As vegetables take the spotlight in the main course category, the one that I find to be most satisfying and interesting to present is the ever so white head of cauliflower. In all the years I have been cooking and eating cauliflower(one of my favorites as a kid) I have never thought to roast it whole... like one would roast a chicken or leg of lamb. It is so easy to cook this way and has a great presentation after it is roasted. The head becomes golden and crispy on the ends of the florets and roasts a nutty, sweet flavor throughout.

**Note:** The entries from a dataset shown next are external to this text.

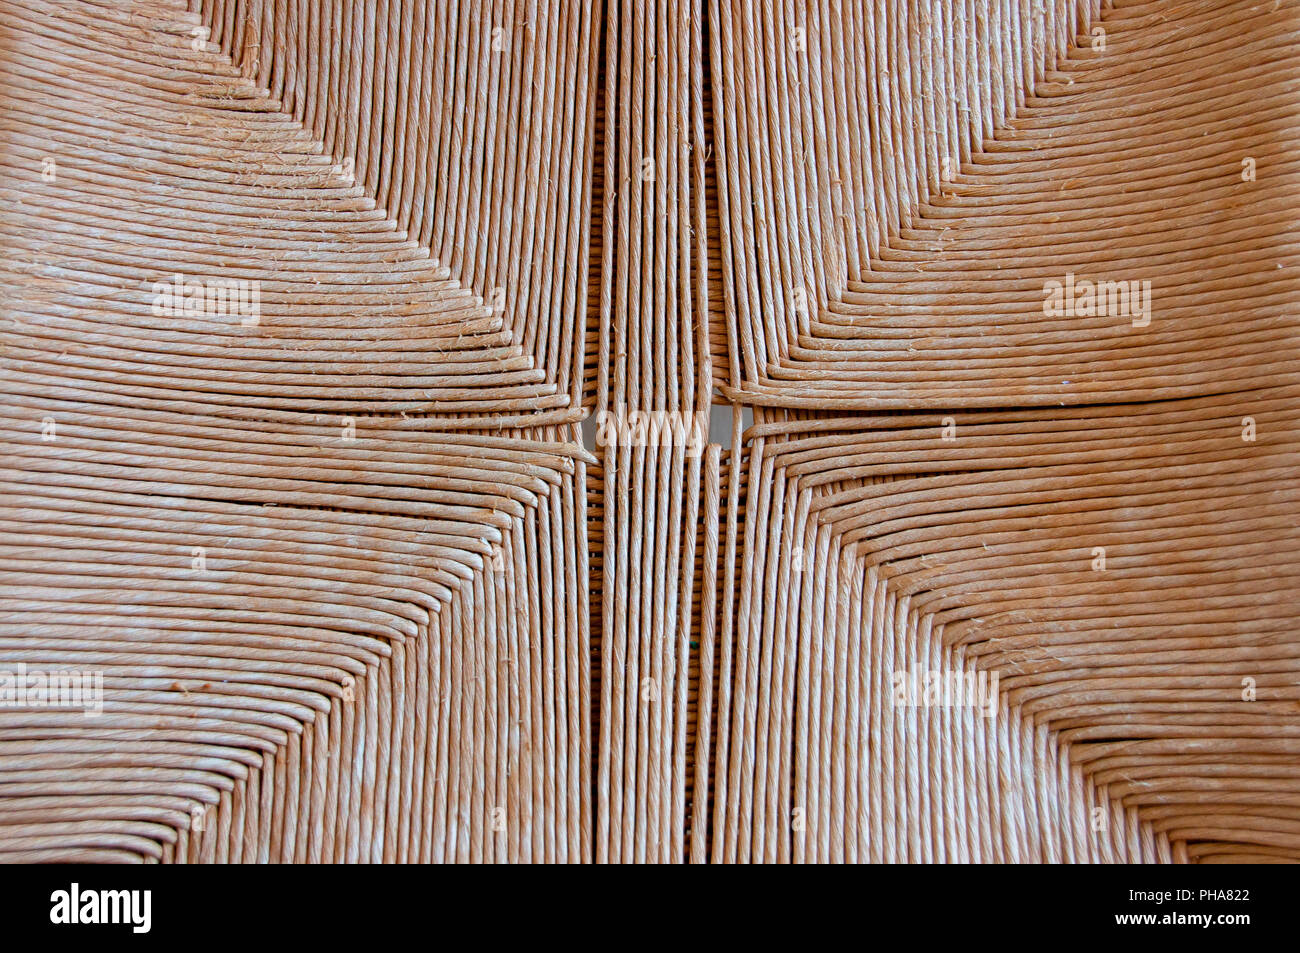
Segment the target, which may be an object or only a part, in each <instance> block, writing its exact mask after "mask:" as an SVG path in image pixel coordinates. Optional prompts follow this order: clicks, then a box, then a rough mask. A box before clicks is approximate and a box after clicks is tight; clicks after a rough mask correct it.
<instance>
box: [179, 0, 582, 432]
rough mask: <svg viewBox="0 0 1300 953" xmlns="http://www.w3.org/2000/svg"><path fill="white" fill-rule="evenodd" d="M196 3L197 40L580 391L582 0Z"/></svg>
mask: <svg viewBox="0 0 1300 953" xmlns="http://www.w3.org/2000/svg"><path fill="white" fill-rule="evenodd" d="M191 8H196V9H198V12H199V16H200V17H201V22H203V23H204V25H205V27H207V30H208V40H209V43H211V44H213V46H214V47H220V48H222V49H225V52H226V53H229V56H230V59H231V60H233V61H234V64H235V65H237V66H238V68H239V70H240V73H242V74H243V75H246V77H247V78H248V79H250V81H251V82H252V83H255V85H256V86H257V88H261V90H265V91H266V92H268V95H269V96H270V98H272V99H274V100H276V101H277V103H278V104H279V108H282V109H283V111H285V112H286V113H289V114H290V116H292V117H294V118H295V120H296V121H298V122H300V124H302V125H303V126H304V127H305V129H307V130H308V131H309V134H311V137H312V138H313V139H315V140H317V142H320V143H321V148H322V152H324V153H325V155H328V156H333V160H334V161H335V163H338V164H341V165H342V166H344V168H347V169H348V170H351V173H352V174H354V176H355V181H356V183H357V186H359V187H360V189H361V190H363V194H364V195H368V196H370V198H373V199H374V202H376V203H377V204H378V207H380V208H383V209H386V212H387V215H389V216H391V217H393V220H394V221H395V224H396V226H398V228H399V229H400V231H402V234H403V237H407V235H409V238H411V241H413V242H416V243H417V244H419V246H420V247H421V248H425V250H428V251H429V254H430V255H433V257H434V260H435V261H441V263H443V264H445V265H446V267H447V269H450V274H452V276H454V277H455V278H456V281H458V282H459V283H460V285H463V286H464V287H467V289H472V290H473V291H474V294H477V295H478V296H481V298H484V299H486V300H487V302H489V303H490V306H491V309H493V312H494V313H495V315H498V316H499V319H500V320H502V321H503V324H504V326H506V328H508V329H510V330H511V341H513V342H516V343H519V345H520V347H521V348H523V352H524V354H528V355H530V356H532V359H533V364H532V367H537V368H545V369H546V373H547V377H546V380H547V381H549V382H551V384H552V385H554V386H555V389H556V390H558V393H559V394H563V395H567V397H568V399H569V403H571V404H572V406H577V403H578V402H580V391H581V384H582V371H581V368H582V347H584V335H582V334H581V328H582V321H584V319H585V312H586V294H588V287H586V273H588V267H589V259H588V255H589V251H588V250H589V243H588V235H586V229H588V225H589V221H590V218H591V189H590V182H591V166H593V144H594V117H595V109H594V103H595V96H597V83H595V78H597V75H595V74H597V68H598V60H599V52H598V48H597V43H598V38H599V23H598V22H597V17H598V10H597V9H595V8H593V7H591V5H590V4H586V3H581V1H580V0H565V1H564V3H560V4H543V5H542V7H539V8H537V7H529V5H526V4H520V3H513V4H463V5H458V4H430V3H426V0H387V1H386V3H385V4H383V5H382V8H372V7H370V5H368V4H364V3H350V4H343V3H329V4H320V3H315V0H253V1H252V3H250V1H248V0H196V1H195V3H192V4H191ZM481 360H482V359H481ZM493 360H497V359H493ZM504 407H506V406H504V404H502V406H499V407H495V410H498V411H500V410H503V408H504ZM572 419H576V417H572Z"/></svg>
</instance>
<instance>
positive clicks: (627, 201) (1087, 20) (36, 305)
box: [0, 0, 1300, 863]
mask: <svg viewBox="0 0 1300 953" xmlns="http://www.w3.org/2000/svg"><path fill="white" fill-rule="evenodd" d="M1297 30H1300V4H1296V3H1294V0H1283V3H1271V4H1260V3H1253V0H1204V1H1203V0H1192V1H1190V3H1182V1H1175V0H1151V1H1148V3H1109V0H1108V1H1102V0H1048V1H1047V3H1043V0H992V1H987V0H900V1H898V3H849V4H840V3H807V1H805V0H798V1H796V0H774V1H772V3H767V1H764V3H748V1H740V0H737V1H736V3H731V1H729V0H723V1H714V0H711V1H710V3H697V1H695V0H655V1H654V3H629V1H627V0H610V1H608V3H604V4H597V5H591V4H586V3H580V1H578V0H560V1H559V3H555V4H541V5H538V4H516V3H506V1H504V0H490V1H489V0H485V1H484V3H477V1H471V3H442V1H441V0H373V1H372V0H191V1H188V3H186V0H174V1H170V0H127V1H125V3H109V0H0V194H3V196H4V199H5V203H4V205H3V208H0V391H3V394H4V402H3V407H0V679H4V677H5V676H9V675H12V673H14V672H17V671H19V666H22V667H25V670H26V671H27V672H42V673H57V672H78V673H94V675H95V676H96V677H100V679H101V686H103V694H101V697H100V698H99V699H98V701H99V703H100V707H101V711H100V712H99V714H98V715H87V714H86V712H83V710H82V707H79V706H68V705H43V703H35V702H32V701H31V698H26V699H23V703H18V705H14V703H13V702H12V701H5V702H4V705H0V861H110V862H127V861H165V862H433V861H447V862H559V863H563V862H697V863H702V862H718V863H732V862H1231V861H1251V862H1265V861H1269V862H1274V861H1275V862H1294V861H1297V859H1300V642H1297V638H1296V634H1295V632H1296V624H1297V621H1300V611H1297V605H1300V598H1297V597H1300V559H1297V554H1300V490H1297V488H1296V485H1295V480H1294V473H1295V472H1296V467H1297V465H1300V420H1297V417H1296V408H1297V406H1300V377H1297V371H1300V333H1297V332H1300V328H1297V317H1296V315H1297V313H1300V311H1297V306H1300V300H1297V299H1300V285H1297V280H1296V276H1297V267H1300V241H1297V238H1300V234H1297V228H1300V165H1297V160H1296V156H1297V155H1300V104H1297V100H1296V88H1297V82H1300V57H1297V53H1296V47H1295V36H1296V34H1297ZM1089 283H1091V285H1089ZM1086 287H1091V289H1092V291H1095V293H1096V294H1095V295H1093V296H1092V298H1088V299H1086V298H1083V296H1078V298H1076V296H1074V295H1075V291H1079V294H1080V295H1082V294H1083V291H1082V289H1086ZM728 425H729V426H728ZM728 429H729V432H731V434H732V437H731V441H729V445H728V441H727V436H725V434H727V432H728ZM9 684H12V680H10V683H9ZM4 690H9V689H8V688H6V683H5V681H0V701H3V699H4Z"/></svg>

There are many ingredients you can roast the cauliflower with, but I chose to roast it in a cast-iron pan with the leaves still on and slices of lemons surrounding the head. The roasted lemons create a sauce for the cauliflower that is almost gravy like. It is truly delicious. If you are feeling any bit adventurous, add some capers to the pan and you have something along the lines of a cauliflower piccata. One pot cooking at it's finest!
Whole Roasted Cauliflower with Lemon and Capers
1 Large Head of Cauliflower, head slightly quartered. keeping core and leaves in tact
3 Tablespoons of Olive Oil
2-3 Lemons (Meyer or regular), Sliced into ½ inch slices
Sea Salt and Pepper
1-2 Pinches of chili flakes (optional)
3 Tablespoons of Capers
½ Cup of Parmesan Cheese, grated (optional)

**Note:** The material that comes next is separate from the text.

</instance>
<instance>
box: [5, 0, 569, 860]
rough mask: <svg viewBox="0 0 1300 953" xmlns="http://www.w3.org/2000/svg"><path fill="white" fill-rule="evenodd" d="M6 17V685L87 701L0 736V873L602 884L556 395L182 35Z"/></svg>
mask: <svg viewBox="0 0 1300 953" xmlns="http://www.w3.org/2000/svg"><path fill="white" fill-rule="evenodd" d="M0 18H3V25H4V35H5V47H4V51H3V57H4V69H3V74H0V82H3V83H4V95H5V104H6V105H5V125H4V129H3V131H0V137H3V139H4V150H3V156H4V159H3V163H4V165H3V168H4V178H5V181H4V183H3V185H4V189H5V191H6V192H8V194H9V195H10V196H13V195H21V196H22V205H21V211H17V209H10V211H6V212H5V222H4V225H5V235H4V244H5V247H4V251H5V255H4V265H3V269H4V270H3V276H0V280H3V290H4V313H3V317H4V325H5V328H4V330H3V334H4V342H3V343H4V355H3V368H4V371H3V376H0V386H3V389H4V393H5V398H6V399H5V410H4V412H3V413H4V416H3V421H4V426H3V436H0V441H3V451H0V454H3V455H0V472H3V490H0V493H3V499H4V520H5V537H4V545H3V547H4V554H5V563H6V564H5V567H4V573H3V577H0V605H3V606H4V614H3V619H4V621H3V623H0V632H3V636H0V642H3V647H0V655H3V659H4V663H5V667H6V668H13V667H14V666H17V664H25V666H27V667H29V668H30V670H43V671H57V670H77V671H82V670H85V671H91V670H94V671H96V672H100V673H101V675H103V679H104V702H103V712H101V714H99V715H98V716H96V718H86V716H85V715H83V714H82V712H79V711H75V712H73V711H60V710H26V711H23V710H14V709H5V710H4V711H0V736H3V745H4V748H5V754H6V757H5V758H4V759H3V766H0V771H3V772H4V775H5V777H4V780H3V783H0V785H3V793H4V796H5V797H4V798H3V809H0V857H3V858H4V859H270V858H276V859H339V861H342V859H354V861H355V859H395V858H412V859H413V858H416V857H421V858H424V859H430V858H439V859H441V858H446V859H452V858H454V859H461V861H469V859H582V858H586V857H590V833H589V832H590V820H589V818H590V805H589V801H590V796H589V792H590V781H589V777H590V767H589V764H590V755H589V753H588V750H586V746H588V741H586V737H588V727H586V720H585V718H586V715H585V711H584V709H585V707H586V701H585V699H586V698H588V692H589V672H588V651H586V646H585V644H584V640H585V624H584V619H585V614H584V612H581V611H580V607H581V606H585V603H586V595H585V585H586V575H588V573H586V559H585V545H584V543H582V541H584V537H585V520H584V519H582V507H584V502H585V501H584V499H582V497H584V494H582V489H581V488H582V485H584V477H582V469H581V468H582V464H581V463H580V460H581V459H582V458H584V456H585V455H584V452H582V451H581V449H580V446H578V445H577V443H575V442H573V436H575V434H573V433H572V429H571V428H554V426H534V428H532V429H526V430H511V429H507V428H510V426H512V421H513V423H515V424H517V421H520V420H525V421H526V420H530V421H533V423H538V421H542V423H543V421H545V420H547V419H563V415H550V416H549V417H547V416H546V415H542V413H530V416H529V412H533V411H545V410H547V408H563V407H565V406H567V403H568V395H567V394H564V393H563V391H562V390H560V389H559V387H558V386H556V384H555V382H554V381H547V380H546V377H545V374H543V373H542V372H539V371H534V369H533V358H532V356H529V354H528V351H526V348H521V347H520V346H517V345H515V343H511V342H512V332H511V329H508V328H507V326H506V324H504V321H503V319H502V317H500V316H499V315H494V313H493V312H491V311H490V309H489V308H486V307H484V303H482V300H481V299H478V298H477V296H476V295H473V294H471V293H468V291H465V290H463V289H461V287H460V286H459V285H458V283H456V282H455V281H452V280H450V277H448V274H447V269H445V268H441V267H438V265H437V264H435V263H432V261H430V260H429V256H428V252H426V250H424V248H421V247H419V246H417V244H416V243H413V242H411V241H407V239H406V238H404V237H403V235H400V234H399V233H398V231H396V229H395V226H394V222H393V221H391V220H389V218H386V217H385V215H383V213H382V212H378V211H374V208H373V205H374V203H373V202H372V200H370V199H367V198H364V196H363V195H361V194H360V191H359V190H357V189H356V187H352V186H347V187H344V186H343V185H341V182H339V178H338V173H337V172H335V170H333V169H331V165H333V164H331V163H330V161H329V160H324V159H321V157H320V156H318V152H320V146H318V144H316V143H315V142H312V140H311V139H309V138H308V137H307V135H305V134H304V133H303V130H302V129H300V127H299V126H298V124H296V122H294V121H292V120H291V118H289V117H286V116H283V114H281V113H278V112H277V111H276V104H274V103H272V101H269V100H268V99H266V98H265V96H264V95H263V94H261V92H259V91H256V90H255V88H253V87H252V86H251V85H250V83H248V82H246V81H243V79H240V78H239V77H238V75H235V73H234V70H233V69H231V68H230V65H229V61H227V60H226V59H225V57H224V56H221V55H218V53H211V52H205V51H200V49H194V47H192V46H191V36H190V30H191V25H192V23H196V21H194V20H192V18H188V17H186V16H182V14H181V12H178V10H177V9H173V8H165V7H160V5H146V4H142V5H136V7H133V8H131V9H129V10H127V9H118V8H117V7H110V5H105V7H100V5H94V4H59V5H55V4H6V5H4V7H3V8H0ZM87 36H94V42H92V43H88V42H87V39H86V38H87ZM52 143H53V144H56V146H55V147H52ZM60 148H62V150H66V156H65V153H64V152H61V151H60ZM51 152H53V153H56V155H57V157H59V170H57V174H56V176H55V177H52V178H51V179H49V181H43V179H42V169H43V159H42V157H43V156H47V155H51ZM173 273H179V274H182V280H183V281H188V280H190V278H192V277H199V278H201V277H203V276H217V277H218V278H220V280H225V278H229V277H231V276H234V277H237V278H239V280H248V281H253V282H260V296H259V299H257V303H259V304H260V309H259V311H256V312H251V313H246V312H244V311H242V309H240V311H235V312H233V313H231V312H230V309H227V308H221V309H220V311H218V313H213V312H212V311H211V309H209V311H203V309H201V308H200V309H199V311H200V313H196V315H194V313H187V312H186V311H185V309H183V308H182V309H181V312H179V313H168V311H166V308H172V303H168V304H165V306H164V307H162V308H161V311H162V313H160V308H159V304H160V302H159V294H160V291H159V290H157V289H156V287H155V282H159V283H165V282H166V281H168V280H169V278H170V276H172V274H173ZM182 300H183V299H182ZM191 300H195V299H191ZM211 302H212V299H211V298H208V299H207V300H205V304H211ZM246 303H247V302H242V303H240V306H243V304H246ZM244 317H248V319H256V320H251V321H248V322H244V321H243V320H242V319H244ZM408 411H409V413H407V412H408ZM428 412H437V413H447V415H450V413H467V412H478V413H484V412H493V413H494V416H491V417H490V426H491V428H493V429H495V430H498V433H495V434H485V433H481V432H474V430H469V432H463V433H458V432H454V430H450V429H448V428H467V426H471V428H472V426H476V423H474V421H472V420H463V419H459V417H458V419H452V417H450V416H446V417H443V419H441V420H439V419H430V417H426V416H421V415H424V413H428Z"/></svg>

Pre-heat the oven to 425 Degrees or Convection 375 Degrees
1. Place the cauliflower in a cast-iron pan. Cut the head halfway down into quarters so as to open the cauliflower up. Pull the leaves of the cauliflower down on the sides. Pour the olive oil all over the head and then sprinkle 2 large pinches of salt and pepper on top. Sprinkle the chili flakes on the cauliflower as well. Place the lemon slices around the vegetable and place it in the oven.
2. Roast the cauliflower in the oven for 30 minutes or until it is a deep golden brown. Remove the cauliflower and add in the capers and sprinkle the cheese on top.
3. Spoon any of the juices from the pan over the cauliflower. Serve the pieces with the lemon slices for extra juice.